The Red Song
Melisa Machado

Translated by Seth Michelson
Edited by Michelle Gil-Montero

ISBN 978-0-900575-98-3 | 75 pp, $16.00 | May 15, 2018

Thin and brittle,
with legs of smoke,
I float in insomnia.
I write as a red fruit,
bloody as hibiscus water.

If Paul Celan’s ghost sang from inside the pit of a cherry… if each slow stroke of a comb through cool, dark hair could be graphed into language, it might sing The Red Song. Melisa Machado’s first collection in English is a subversive, prophetic incantation and a magical geography of the body. In short, pulselike refrains, first published as text messages, talismans of the body’s fragility — collarbones, ear bones, mouths, tongues, waists — become so many zones of alchemical opening:

Octopus hair tangled in fingers.
Legs pure as sluices.
There’s no higher power than these, my clavicles

In lucid, spacious translation by Seth Michelson, lapped by the ghosts of Celan and Marosa di Giorgio, The Red Song is at once ritual and meditation, confession and encryption, “abyss and sky”, “vocal prayer” and vision.
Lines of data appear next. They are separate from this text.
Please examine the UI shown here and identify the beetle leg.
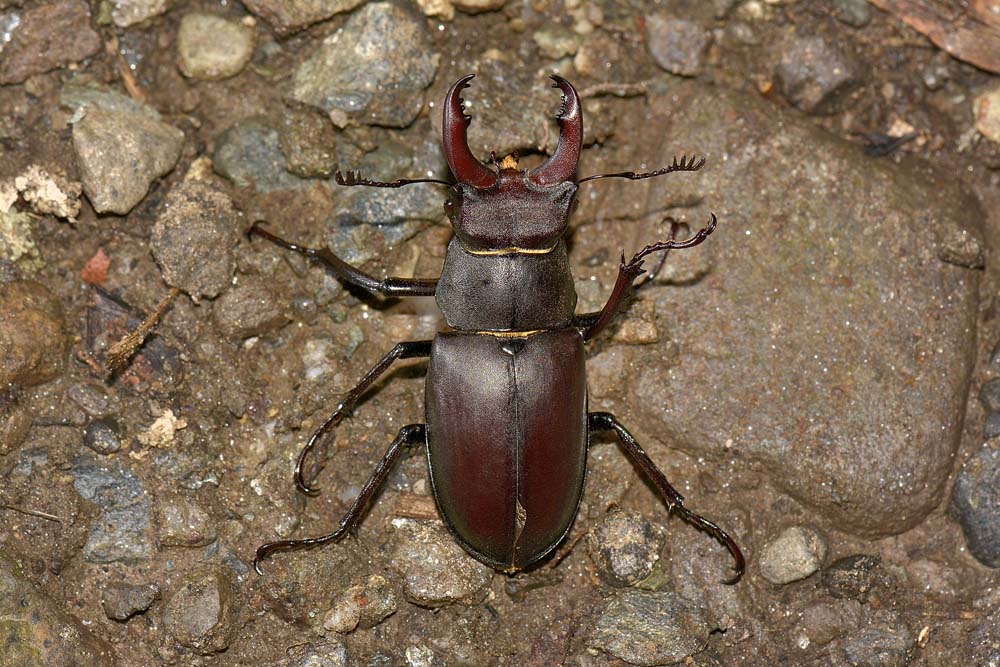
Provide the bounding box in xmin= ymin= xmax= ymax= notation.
xmin=295 ymin=340 xmax=431 ymax=494
xmin=587 ymin=412 xmax=746 ymax=584
xmin=573 ymin=213 xmax=718 ymax=340
xmin=253 ymin=424 xmax=426 ymax=574
xmin=247 ymin=220 xmax=438 ymax=297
Melisa Machado was born in Durazno, Uruguay, in 1966. She lives in Montevideo. She is a poet, journalist, writer, art analyst and therapist. Her books Ritual de las Primicias (1994), El lodo de la Estirpe (2005), Adarga (2000), Jamba de Flores Negras (2006) and Marjal o Animal (2008) were collected in Rituales (2011). El Canto Rojo was first published by the Sediento Ediciones (Mexico) in 2013. Her poems have been included in several anthologies, including El Amplio Jardín (2005), Nada es igual después de la poesía: Cincuenta poetas uruguayos del medio siglo, 1955-2005 (2005) and The World Record (2012). Her work has previously been translated into English, Italian and Swedish.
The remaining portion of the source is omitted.